27.04.2026
Gernot Fritz
A satellite drifts out of control and threatens to collide with another object in orbit. A private company launches a constellation of hundreds of satellites, reshaping entire orbital regions. A state conducts a test that generates thousands of debris fragments, affecting missions worldwide.
None of this is hypothetical.
And yet, when confronted with these scenarios, the instinctive reaction is often the same:
surely, outer space must be a legal vacuum.
It is not.
But neither does it mirror any legal order we know from Earth. There are echoes – regulatory logics that feel familiar, concepts that resemble terrestrial regimes, even parallels to areas such as deep seabed mining under the framework of the United Nations Convention on the Law of the Sea. And yet, on closer inspection, these similarities begin to diverge. The structures may look alike, but they operate differently, are built on distinct principles, and often lead to entirely different outcomes.
A legal system without territory
Law on Earth is deeply tied to territory.
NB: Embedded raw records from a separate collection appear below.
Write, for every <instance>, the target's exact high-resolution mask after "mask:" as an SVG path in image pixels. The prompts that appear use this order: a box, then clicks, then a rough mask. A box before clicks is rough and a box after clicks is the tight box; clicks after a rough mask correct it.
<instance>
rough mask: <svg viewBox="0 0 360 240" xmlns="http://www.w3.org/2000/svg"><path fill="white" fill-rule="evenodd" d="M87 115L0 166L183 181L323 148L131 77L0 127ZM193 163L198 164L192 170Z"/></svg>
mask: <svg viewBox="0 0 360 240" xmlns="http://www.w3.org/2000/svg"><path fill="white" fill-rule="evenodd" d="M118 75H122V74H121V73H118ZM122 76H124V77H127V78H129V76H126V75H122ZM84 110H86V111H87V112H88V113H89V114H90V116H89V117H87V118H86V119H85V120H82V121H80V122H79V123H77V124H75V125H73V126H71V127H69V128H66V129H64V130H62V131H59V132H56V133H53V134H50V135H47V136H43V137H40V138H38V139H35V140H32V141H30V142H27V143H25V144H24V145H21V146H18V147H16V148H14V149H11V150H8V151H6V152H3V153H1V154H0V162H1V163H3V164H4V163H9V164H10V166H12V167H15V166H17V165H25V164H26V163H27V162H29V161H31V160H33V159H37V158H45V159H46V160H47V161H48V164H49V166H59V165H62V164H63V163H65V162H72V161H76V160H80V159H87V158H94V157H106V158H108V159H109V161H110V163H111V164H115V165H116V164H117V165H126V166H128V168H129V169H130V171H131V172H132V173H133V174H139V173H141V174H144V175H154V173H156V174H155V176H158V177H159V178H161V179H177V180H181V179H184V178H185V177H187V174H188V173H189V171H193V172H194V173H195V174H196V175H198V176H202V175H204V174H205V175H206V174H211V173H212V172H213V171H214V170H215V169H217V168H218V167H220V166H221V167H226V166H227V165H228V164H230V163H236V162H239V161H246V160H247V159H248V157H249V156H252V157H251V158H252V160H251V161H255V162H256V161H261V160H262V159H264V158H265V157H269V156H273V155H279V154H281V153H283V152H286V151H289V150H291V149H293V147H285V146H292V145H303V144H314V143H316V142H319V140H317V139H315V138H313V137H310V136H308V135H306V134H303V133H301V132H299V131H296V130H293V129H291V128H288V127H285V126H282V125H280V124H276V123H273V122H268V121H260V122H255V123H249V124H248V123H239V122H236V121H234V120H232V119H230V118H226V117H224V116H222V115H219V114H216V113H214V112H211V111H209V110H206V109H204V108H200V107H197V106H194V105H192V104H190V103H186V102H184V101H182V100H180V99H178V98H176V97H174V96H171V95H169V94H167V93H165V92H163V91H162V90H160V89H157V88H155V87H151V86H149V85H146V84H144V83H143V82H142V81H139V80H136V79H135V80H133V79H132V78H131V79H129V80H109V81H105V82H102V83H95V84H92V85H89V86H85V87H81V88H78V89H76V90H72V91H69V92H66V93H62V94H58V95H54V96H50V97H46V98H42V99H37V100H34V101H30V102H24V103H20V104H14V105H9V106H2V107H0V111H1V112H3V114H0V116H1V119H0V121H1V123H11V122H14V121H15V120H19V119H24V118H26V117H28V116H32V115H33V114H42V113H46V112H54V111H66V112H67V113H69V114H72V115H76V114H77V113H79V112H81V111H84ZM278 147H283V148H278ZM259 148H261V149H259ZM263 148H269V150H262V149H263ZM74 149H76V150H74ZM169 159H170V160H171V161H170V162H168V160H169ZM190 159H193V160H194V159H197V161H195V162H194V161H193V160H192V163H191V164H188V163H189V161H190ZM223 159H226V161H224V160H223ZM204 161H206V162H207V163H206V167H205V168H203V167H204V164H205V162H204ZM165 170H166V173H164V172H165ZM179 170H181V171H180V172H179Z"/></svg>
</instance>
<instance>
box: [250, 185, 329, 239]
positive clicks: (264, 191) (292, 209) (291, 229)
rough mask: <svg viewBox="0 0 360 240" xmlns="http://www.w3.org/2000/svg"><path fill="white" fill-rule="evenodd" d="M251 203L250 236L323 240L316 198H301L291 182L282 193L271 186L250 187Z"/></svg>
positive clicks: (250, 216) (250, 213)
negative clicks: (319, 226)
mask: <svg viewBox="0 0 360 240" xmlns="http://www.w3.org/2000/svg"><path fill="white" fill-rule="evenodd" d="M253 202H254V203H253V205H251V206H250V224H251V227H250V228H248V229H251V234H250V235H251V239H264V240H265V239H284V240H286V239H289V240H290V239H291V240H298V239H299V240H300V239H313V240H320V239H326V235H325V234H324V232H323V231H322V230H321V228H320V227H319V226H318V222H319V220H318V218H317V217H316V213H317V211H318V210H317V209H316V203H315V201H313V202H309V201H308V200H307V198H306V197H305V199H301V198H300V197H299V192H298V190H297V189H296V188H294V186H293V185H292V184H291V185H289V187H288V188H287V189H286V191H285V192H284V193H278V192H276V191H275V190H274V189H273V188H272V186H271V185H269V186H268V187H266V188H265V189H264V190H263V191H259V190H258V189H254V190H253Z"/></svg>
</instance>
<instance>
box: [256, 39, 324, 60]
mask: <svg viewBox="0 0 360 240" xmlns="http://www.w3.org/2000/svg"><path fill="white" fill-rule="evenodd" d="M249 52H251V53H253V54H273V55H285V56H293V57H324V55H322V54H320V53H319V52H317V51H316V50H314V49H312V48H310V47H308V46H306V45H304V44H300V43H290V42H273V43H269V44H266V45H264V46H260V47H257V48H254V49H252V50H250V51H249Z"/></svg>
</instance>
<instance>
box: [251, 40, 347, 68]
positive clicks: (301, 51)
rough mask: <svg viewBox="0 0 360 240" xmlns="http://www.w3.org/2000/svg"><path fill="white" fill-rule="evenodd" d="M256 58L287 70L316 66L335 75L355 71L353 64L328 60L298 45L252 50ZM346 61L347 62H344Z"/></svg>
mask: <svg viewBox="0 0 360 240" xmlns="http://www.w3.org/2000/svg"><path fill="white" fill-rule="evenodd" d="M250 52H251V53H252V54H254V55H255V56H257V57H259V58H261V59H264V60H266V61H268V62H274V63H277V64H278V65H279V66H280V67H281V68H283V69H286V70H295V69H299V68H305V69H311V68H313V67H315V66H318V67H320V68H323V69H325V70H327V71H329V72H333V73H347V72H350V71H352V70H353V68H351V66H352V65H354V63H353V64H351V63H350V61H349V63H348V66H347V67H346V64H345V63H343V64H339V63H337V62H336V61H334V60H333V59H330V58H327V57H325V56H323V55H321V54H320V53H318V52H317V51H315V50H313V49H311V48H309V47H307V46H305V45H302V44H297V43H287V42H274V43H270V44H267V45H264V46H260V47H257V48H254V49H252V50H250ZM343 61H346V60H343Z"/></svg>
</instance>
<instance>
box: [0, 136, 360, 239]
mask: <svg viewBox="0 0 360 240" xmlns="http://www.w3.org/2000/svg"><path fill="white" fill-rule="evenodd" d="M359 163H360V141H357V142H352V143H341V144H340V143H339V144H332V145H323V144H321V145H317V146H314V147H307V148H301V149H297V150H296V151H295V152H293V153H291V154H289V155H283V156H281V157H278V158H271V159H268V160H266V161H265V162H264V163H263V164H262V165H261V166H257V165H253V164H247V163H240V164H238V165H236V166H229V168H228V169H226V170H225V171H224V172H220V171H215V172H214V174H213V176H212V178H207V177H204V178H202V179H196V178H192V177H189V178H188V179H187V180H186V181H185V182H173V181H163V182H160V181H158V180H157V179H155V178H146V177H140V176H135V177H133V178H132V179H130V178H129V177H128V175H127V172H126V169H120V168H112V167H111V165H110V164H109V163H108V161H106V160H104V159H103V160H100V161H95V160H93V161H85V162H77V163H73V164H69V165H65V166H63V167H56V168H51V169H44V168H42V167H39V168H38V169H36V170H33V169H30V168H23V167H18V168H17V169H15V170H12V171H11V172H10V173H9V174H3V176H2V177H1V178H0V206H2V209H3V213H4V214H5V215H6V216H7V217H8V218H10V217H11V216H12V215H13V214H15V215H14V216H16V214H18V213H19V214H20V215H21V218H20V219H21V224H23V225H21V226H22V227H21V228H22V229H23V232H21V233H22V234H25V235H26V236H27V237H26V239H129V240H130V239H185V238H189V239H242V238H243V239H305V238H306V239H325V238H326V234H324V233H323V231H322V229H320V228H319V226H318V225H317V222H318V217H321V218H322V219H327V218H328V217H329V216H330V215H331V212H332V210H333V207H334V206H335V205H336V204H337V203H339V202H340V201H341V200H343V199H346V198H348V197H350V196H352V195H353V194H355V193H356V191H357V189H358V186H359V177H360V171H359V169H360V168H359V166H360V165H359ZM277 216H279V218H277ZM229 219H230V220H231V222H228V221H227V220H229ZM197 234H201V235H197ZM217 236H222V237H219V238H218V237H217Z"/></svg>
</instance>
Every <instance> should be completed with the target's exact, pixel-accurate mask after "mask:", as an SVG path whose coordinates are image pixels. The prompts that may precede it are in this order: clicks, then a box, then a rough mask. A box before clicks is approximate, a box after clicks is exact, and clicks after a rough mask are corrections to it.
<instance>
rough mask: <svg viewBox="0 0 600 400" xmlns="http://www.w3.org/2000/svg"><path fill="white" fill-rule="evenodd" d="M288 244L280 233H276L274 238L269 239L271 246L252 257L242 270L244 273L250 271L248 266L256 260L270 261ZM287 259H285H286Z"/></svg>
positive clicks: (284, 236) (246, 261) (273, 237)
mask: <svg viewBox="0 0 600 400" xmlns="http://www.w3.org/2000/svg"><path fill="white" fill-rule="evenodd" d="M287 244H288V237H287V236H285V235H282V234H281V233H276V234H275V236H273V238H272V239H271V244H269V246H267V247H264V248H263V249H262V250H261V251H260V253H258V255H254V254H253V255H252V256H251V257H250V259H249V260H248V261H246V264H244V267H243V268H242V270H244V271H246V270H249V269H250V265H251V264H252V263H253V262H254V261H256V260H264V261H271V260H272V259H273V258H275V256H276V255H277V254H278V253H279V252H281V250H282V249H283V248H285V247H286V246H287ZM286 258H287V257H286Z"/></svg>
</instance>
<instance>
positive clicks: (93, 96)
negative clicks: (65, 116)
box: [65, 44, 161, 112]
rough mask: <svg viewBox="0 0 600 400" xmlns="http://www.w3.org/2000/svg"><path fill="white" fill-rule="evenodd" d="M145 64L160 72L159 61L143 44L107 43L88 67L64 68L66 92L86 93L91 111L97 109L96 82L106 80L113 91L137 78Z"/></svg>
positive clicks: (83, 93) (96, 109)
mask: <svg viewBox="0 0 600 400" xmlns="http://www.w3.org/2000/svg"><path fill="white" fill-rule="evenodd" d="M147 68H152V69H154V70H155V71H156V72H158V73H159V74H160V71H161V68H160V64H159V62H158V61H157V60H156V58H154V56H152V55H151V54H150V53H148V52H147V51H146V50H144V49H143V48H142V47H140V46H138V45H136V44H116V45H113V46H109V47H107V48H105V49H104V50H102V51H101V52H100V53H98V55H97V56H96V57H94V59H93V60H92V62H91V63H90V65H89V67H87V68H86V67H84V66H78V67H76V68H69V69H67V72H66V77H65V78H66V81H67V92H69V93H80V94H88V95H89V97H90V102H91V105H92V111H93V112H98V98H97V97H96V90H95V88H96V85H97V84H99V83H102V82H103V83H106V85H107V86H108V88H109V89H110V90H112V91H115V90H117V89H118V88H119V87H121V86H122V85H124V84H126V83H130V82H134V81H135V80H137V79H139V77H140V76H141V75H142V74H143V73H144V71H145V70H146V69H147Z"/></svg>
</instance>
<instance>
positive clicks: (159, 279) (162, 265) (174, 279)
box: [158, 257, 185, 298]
States exercise sovereignty within defined borders, enforce rules through institutions, and resolve disputes through courts. Outer space departs from all of these assumptions.
There is no sovereignty in space. No state can claim ownership over parts of the Moon, Mars or orbital regions (as discussed in more detail in our recent blog post). This principle is not merely political rhetoric – it is a cornerstone of international space law, codified in the Outer Space Treaty and complemented by four additional international treaties. Under this framework, outer space “is not subject to national appropriation” by any means.
At the same time, outer space is open to all. Exploration and use are free, and must be carried out for the benefit of all countries.
The result is a legal environment that resembles neither classical state territory nor a true global commons. It is something in between: a shared domain governed by a limited set of principles.
The paradox of freedom and constraint
This combination (freedom of use and prohibition of appropriation) creates a structural tension. States and private actors are free to launch satellites, explore celestial bodies and develop commercial activities. But they cannot translate that use into sovereign claims or ownership rights.
In practice, this leads to a functional separation between control and title. You may operate a satellite, but you do not “own” the orbital space it occupies. You may extract data, but you do not acquire sovereignty over the environment from which it is derived.
This is not an accident. It is a deliberate design choice, rooted in Cold War politics and the desire to prevent territorial competition beyond Earth.
States remain the central actors
Perhaps the most counterintuitive feature of space law is this: Even in an increasingly commercial space economy, states remain legally central.
Under international space law, states bear responsibility for all national space activities – including those carried out by private companies.
This has two immediate consequences.
First, private space activities do not operate independently of legal oversight. They require authorization and are subject to ongoing supervision at the national level.
Second, responsibility is allocated at the state level. From an international law perspective, it is not the company that acts in space – it is the state behind it.
This indirect regulatory model is one of the defining features of the system.
Jurisdiction without geography
If there is no territory, how does law apply in concrete terms?
The answer lies in a concept that replaces territorial jurisdiction: registration, control and other connecting factors recognised under international space law.
Space objects (satellites, stations, spacecraft) are registered by states. This registration plays a central role in allocating jurisdiction and control over the object and its personnel, as well as the operating entity, regardless of the space object’s physical location. It is not the only connecting factor, but it provides a clear and internationally recognised anchor point for attributing legal authority in an environment otherwise lacking territorial boundaries.
In practical terms, this means that law in outer space is often attached to the object, not the location.
A satellite orbiting the Earth is not subject to the law of the region it passes over. It remains governed by the legal system of the state of registry.
This creates a fragmented but functional legal map – one that moves with the objects themselves.
Enforcement without a central authority
What the system lacks is equally important. There is no central enforcement mechanism. No global regulator monitors compliance. No court exercises universal jurisdiction over space activities.
Instead, enforcement relies on a combination of national implementation and supervision, diplomatic interaction, and mutual interest in maintaining a usable space environment. This makes the system inherently decentralized and cooperative. It works – but only as long as the underlying incentives remain aligned.
A system under pressure
The legal framework governing outer space was developed in the 1960s. It is concise, principle-based, and deliberately open-ended. That has been its strength – and is increasingly its weakness.
Today, space is no longer dominated by a small number of state actors. It is a dynamic and rapidly expanding domain shaped by private companies, large-scale satellite constellations, and emerging commercial activities. Many of these developments were not anticipated when the foundational rules were drafted.
As a result, the system is being tested – not by outright violations, but by new use cases that stretch its underlying assumptions.
Conclusion
Outer space is not a legal vacuum. But neither is it a fully developed legal order.
It is a system built on a small number of fundamental principles: non-appropriation, freedom of use, state responsibility and peaceful purposes. These principles have proven remarkably resilient.
The question is not whether law exists in outer space. The more interesting question is whether the existing framework is sufficient for what comes next.